Opinions on the FOMC dominated the Street last week. Yellen will speak on inflation Tuesday. The consumer looks strong. Corporates look correlated. Contributions from CoreLogic, the Fed, JPM and Milepost.
Markets: A low and limited range for rates
With the Fed on it’s way to unwinding its $4.2 trillion portfolio, inflation and fiscal policy take a stronger hold on rates. The Fed expects inflation to rebound from the summer’s low, but the market looks skeptical. The FOMC’s September dots imply a hike in December and three more in 2018. Market pricing, however, implies a nearly 70% chance of a December hike and only one more in 2018. It’s the Fed against the market, and the market in recent years has usually won.

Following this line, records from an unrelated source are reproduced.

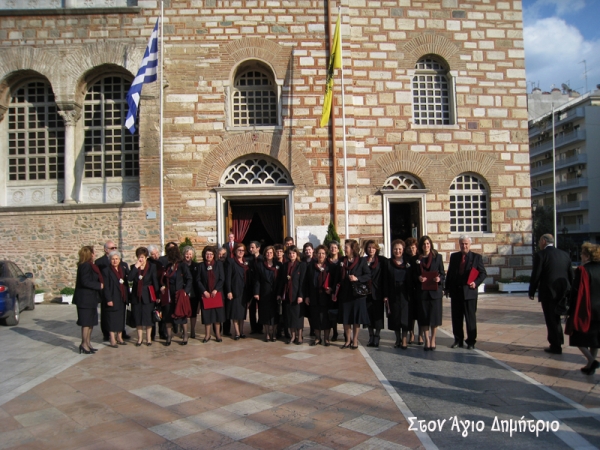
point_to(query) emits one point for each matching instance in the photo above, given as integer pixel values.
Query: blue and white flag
(146, 74)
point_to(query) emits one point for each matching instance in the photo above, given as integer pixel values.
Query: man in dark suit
(553, 274)
(463, 294)
(102, 263)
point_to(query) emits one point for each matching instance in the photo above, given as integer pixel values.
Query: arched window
(431, 93)
(468, 205)
(256, 171)
(254, 97)
(400, 181)
(36, 134)
(110, 149)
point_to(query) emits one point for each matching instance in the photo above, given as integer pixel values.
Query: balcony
(573, 206)
(561, 141)
(560, 164)
(561, 119)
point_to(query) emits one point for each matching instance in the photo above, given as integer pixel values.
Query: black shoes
(553, 350)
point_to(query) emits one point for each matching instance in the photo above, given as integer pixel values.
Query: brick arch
(18, 64)
(477, 163)
(429, 43)
(276, 56)
(406, 161)
(87, 63)
(275, 145)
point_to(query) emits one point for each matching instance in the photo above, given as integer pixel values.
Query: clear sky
(559, 34)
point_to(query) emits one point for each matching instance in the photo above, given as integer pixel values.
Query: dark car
(17, 292)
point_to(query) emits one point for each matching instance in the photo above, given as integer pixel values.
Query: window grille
(431, 93)
(468, 205)
(110, 149)
(254, 99)
(36, 135)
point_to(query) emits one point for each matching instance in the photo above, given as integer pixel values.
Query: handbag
(360, 289)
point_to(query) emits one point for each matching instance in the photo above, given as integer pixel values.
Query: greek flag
(146, 74)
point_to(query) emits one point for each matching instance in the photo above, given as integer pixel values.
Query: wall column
(70, 114)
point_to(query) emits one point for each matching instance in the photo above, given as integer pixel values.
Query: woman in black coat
(189, 254)
(291, 287)
(210, 282)
(352, 310)
(176, 277)
(429, 306)
(239, 288)
(115, 298)
(318, 294)
(265, 292)
(398, 294)
(144, 294)
(88, 287)
(586, 322)
(375, 307)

If inflation rebounds into 2018, US 10-year rates should rise toward 2.50% and the yield curve should flatten dramatically. The September FOMC lowered its estimates of final fed funds rates from 3.0% to 2.8%, further limiting the risk of higher long-term rates. US rates look likely to remain low and steady into at least 2020 and likely well beyond. As for fiscal policy, the focus will be on taxes. We’ll see how far DC gets on that. (Milepost).
Markets: Speech! Speech!
The dilemma facing the Fed will get airtime on Tuesday at noon when Fed Chair Yellen speaks on “Inflation, Uncertainty and Monetary Policy.” Yellen will deliver the keynote address to the annual meeting of the National Association for Business Economics in Cleveland starting just before noon. Since news reports over the weekend put her, along with Director of the National Economic Council, Gary Cohn, on the shortlist for the next appointment to Fed chair, it’s worth catching this one. This could lay out the framework the Fed is using to plot its next moves. The Fed always posts FOMC speeches here. (Milepost).

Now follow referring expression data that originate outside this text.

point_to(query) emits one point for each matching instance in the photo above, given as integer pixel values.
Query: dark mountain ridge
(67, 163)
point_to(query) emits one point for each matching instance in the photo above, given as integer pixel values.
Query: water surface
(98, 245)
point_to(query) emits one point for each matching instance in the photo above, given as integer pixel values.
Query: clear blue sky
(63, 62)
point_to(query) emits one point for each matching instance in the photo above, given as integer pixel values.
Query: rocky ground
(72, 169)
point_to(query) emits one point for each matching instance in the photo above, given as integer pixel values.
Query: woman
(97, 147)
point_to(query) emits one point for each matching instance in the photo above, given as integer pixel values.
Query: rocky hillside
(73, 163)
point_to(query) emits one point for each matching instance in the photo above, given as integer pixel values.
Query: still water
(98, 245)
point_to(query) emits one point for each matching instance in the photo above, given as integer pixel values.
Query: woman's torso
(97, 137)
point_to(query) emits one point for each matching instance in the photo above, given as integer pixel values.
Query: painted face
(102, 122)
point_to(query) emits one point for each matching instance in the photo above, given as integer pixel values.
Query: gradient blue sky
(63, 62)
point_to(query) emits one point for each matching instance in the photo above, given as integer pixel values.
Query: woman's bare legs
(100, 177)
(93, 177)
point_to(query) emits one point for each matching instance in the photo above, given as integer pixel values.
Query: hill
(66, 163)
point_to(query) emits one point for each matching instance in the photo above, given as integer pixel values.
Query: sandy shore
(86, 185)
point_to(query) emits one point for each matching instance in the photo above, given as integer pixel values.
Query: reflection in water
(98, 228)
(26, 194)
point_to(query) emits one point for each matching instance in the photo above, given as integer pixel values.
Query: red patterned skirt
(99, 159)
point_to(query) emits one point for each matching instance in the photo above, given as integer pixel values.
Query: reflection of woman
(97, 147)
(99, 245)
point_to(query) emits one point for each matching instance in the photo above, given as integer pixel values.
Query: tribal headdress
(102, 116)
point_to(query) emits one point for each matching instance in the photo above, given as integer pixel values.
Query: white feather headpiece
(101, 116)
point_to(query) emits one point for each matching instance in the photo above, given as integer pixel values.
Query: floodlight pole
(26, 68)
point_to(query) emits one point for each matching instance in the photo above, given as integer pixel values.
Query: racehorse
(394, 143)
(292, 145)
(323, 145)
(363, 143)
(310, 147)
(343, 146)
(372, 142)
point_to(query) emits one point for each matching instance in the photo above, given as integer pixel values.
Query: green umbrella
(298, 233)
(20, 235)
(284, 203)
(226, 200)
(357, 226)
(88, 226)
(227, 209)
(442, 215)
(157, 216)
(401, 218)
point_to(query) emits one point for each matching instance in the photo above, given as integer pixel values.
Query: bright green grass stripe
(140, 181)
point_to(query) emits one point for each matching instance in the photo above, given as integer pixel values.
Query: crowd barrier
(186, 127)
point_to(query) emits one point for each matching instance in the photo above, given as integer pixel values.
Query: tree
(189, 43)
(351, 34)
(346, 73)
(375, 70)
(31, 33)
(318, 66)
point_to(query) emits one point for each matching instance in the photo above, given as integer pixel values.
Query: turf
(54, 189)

Markets/economy: A primer for QE and QT
When the Fed started quantitative easing, it put cash into the economy and lowered interest rates by buying securities. It kept cash in the economy by continuing to reinvest portfolio principal. And now it is starting to take cash out of the economy and raise rate by letting its Treasury debt and MBS mature. Sounds good, but if you ever wondered exactly how that works, the Fed has written a primer that goes through the mechanics. Since QE and QT look like permanent parts of the monetary policy landscape, it’s probably a required read if not necessarily a page-turner. The Fed primer is here. (Federal Reserve, Milepost).
Economy/Markets: Another gain for homeowner equity
Rising home prices helped lift homeowner equity by $766 billion from mid-2016 to mid-2017, according to CoreLogic, trimming the share of US homes worth less than their mortgages down to 5.4%. Homeowner equity has jumped $4.2 trillion in the last five years, more than double its starting mark. And the share of homes underwater has dropped more than 20 percentage points since its peak in 4Q09. Home equity rose in all states except New York, which saw a 0.3 percentage point drop. Add in the current low unemployment rate, and the US consumer balance sheet looks strong. The CoreLogic analysis is here. (CoreLogic, Milepost).

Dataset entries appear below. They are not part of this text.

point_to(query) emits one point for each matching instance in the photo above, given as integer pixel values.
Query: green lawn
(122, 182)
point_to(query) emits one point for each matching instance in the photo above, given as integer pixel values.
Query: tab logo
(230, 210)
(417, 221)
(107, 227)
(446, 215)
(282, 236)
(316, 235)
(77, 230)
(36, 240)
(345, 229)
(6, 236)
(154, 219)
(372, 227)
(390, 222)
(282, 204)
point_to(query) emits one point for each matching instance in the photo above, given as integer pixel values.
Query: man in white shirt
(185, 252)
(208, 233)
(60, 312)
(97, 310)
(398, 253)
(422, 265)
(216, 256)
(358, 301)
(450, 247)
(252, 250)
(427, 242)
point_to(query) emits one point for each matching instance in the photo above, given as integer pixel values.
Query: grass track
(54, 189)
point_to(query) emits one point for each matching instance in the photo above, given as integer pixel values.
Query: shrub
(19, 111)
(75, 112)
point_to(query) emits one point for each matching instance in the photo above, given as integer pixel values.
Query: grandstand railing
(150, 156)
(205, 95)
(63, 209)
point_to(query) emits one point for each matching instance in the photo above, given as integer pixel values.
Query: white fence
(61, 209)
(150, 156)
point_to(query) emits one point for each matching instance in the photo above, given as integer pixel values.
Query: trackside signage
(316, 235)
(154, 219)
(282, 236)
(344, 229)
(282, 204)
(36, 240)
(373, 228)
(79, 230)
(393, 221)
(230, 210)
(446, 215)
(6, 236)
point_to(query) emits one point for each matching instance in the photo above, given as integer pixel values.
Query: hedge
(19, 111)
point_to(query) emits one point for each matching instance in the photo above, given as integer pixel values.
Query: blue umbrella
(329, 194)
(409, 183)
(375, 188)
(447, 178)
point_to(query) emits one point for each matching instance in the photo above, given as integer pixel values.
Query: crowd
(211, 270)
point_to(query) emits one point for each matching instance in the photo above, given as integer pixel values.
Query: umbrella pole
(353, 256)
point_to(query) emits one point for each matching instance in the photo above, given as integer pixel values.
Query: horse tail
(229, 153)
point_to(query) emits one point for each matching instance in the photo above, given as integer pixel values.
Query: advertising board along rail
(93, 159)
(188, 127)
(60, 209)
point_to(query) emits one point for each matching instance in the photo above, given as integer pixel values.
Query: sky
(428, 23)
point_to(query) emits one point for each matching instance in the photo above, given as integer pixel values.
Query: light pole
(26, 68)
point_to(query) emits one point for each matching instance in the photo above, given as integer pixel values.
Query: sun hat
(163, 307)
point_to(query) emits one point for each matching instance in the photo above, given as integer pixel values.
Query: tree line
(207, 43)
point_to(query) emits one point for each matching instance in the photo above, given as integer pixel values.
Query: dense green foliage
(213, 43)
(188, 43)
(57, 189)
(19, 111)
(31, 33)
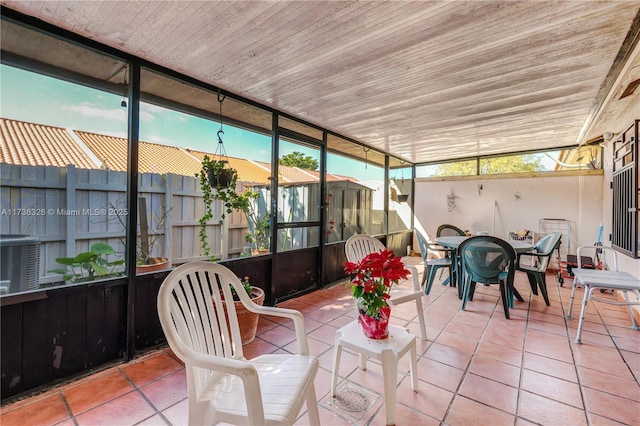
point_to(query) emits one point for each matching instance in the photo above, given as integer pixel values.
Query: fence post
(70, 219)
(168, 222)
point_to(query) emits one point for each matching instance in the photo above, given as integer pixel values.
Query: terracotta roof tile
(35, 144)
(248, 171)
(31, 144)
(153, 158)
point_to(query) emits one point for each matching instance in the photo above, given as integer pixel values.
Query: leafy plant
(372, 277)
(89, 265)
(212, 190)
(259, 226)
(149, 236)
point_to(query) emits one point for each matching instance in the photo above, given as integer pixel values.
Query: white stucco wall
(518, 203)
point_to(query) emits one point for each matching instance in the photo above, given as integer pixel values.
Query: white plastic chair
(360, 245)
(595, 279)
(222, 385)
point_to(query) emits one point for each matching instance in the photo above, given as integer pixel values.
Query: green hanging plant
(213, 188)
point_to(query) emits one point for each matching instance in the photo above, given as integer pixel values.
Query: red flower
(372, 277)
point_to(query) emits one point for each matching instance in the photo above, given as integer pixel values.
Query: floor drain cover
(352, 400)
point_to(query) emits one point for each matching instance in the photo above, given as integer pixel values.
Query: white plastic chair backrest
(546, 245)
(424, 245)
(606, 253)
(360, 245)
(191, 306)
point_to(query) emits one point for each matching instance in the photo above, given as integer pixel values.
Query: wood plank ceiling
(424, 80)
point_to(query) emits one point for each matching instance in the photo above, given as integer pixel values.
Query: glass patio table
(455, 241)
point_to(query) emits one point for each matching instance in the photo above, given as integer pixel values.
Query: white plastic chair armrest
(594, 248)
(414, 277)
(237, 367)
(292, 314)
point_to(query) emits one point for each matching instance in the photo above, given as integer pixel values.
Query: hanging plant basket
(221, 178)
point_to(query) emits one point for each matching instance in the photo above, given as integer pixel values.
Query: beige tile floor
(475, 368)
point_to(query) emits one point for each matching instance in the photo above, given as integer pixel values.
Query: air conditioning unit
(19, 263)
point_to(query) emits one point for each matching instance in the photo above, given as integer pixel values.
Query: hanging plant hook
(220, 151)
(366, 160)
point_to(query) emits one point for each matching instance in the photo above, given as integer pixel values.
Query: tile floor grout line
(144, 397)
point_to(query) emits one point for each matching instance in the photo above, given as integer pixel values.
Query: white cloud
(117, 114)
(89, 111)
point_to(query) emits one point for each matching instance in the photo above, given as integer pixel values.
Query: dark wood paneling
(334, 258)
(75, 339)
(148, 329)
(295, 273)
(37, 356)
(257, 268)
(11, 341)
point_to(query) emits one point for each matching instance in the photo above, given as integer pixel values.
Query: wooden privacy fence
(69, 209)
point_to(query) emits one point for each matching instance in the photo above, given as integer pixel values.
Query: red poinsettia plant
(372, 277)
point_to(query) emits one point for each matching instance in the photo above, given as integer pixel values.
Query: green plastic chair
(431, 266)
(488, 260)
(536, 273)
(447, 230)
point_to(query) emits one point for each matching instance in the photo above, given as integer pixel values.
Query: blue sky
(39, 99)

Markets: A tough market in corporates for relative value investors
Differences in yield spreads across issuers in the corporate debt market continue to narrow, according to JPMorgan, leaving sector performance more in the hands of macro forces than relative value. Dispersion in yields is at its lowest since at least the start of 2014, and correlation between sectors is high. Unlike equities, dispersion in corporate debt seems to narrow as performance rises. See JPMorgan, US Fixed Income Markets Weekly: Corporates, 22 Sep 2017. (JPM, Milepost).